If you go to the website of Sri Lanka's Board of Investment, you will read there that Sri Lanka has a free trade agreement with India, that the distance from Colombo to the southern parts of India is much shorter than from Delhi, and that you can profitably invest in Sri Lanka and use that as a base to access the much larger Indian market.
This is worth highlighting when India and Pakistan are going through another feel-good phase because of a new bus service between Srinagar and Muzaffarabad -- a deal that is more important for the people in the two parts of Kashmir than for the rest of India and Pakistan.
The much more important event would be starting a lorry and train service to carry goods between Amritsar and Lahore.
In the South Asian tradition of putting politics before economics, Pakistan says a trade deal should be predicated on progress on the Kashmir issue, and suggests thereby that opening up trade will be a favour that it does to India.
The truth, as should be obvious, is that Pakistan will be the bigger gainer -- as Sri Lanka has demonstrated through its trade deal with India.

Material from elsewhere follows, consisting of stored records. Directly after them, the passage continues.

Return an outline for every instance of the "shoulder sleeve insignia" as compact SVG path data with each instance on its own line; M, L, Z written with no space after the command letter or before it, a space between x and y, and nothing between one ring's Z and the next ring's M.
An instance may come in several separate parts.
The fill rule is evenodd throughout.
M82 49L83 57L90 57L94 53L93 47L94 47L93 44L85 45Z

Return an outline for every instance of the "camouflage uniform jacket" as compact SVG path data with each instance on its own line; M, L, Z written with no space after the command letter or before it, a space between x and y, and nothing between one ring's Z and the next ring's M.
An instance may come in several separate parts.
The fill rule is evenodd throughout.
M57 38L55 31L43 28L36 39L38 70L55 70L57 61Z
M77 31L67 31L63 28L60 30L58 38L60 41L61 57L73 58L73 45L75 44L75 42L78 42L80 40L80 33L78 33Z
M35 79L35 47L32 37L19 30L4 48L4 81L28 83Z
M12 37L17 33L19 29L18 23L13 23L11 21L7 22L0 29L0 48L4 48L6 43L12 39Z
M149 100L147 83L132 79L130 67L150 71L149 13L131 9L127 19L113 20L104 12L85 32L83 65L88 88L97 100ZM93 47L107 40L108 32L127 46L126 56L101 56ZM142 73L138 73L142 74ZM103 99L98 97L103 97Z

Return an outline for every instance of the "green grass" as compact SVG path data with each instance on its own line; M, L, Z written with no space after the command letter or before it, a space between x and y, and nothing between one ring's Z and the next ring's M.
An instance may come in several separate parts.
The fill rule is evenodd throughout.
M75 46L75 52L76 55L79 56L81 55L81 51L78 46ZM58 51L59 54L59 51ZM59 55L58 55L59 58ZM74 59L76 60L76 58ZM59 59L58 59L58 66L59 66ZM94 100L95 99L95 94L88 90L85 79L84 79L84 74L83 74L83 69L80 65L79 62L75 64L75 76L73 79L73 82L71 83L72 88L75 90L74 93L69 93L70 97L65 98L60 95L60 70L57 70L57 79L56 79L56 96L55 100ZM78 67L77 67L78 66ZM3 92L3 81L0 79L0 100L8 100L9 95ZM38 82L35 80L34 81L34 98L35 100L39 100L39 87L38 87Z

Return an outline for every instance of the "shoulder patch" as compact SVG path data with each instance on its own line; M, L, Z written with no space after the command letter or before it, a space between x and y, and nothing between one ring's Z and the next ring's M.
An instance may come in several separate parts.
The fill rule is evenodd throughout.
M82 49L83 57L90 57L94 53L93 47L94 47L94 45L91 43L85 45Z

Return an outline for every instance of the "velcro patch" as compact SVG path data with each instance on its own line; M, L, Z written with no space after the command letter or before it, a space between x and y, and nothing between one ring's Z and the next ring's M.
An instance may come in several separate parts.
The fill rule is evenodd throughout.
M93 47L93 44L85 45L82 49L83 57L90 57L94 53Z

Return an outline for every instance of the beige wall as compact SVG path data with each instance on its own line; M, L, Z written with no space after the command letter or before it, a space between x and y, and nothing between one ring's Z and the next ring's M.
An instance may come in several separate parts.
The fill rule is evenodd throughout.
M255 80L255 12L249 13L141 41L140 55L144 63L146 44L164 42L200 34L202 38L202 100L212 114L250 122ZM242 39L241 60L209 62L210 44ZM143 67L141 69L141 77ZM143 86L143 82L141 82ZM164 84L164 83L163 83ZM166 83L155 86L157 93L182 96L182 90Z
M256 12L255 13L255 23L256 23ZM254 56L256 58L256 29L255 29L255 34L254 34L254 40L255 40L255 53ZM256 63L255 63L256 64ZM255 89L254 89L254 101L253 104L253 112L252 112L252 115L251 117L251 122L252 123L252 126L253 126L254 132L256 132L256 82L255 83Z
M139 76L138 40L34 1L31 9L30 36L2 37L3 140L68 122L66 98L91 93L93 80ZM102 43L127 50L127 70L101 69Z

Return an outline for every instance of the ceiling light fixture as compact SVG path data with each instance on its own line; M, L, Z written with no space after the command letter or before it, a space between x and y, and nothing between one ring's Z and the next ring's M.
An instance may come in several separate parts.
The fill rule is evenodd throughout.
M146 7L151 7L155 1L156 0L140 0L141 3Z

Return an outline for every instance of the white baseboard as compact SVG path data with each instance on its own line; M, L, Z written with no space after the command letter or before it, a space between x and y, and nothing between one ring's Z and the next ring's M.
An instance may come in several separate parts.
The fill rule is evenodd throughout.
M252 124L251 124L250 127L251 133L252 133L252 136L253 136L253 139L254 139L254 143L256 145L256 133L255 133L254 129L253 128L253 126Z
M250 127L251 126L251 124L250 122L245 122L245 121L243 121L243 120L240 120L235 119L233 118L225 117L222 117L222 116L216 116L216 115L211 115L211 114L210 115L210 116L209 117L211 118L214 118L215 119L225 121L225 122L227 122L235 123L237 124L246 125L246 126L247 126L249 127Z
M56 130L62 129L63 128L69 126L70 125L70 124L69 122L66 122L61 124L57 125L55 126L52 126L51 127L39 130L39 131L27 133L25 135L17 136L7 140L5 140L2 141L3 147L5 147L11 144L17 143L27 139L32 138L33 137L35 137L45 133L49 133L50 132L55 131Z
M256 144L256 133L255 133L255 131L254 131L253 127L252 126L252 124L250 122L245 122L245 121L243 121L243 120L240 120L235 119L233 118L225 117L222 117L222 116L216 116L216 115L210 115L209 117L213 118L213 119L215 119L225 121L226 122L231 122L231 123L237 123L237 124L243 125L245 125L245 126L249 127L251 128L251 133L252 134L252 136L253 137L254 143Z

Lankan exports to India trebled in two years after the two countries launched their free trade agreement in 2000, and negotiations are now on for deeper economic engagement.
Trade with Nepal has been equally open-ended, with duty-free access into India allowed for almost all goods made in Nepal -- and we know that Nepal too has attracted investment from people targeting the Indian market.
Even some Indian companies have found it profitable to invest in Nepal and reach India the roundabout way.
Even without these examples, it should be obvious that the smaller country gains more in a trade deal because it benefits from access to a much larger market.
Thus, Mexico benefited more from the North American Free Trade Agreement than the US did (Americans, in contrast, feared that their jobs would go across the border).
The Indo-Pak situation is not comparable in many ways, but the truth remains: Pakistan has less to offer India than vice versa. So why would India be interested in a trade deal? For the same reason, I think, that the US was interested in Nafta: it has a stake in the other country's prosperity.
The irony today is that official Indo-Pak trade (less than half a billion dollars) is smaller than India's trade with any of its sizeable South Asian neighbours.
Trade with even Myanmar will have grown to $1 billion by next year. A free trade agreement is being negotiated with Bangladesh, while Bhutan has benefited from joint hydro-electric projects, with India funding works that deliver power to the Indian market -- at a price that puts the Bhutanese government's finances in much better shape than New Delhi's.
What is interesting is that India has accepted non-reciprocity as a principle in its trade deals with Nepal, Bhutan, and Sri Lanka, and will almost certainly do so with Bangladesh.
In other words, while Pakistan sees India as some kind of regional bully, the fact is that India has given more in trade negotiations than it has taken.
It is not that no trade takes place between India and Pakistan. Since official trade is discouraged, rampant smuggling is said to equal official trade (governments on both sides lose customs revenue as a result).
And there is much larger trade (estimates go up to $2 billion) through third countries like Dubai. This is an expensive way to get goods across.
The loser is the consumer in both countries, and no one can be the gainer in this game.
The greater irony is that Pakistan is busy negotiating free trade agreements with China and Sri Lanka, and wants one with even Singapore -- just as India has done with Thailand and is negotiating with Singapore as well as with Asean.
But for Pakistan all other deals will have only peripheral value compared to a deal with India. Is there a way around this ludicrous situation? The breakthrough could come via Saarc, since Saarc members agreed a year ago to introduce a South Asian free trade area in stages from January 2006.
Indeed, this might be a way for Pakistan to do the sensible thing without giving the appearance of having given up its bilateral priorities.
If so, economics will have found a way around politics.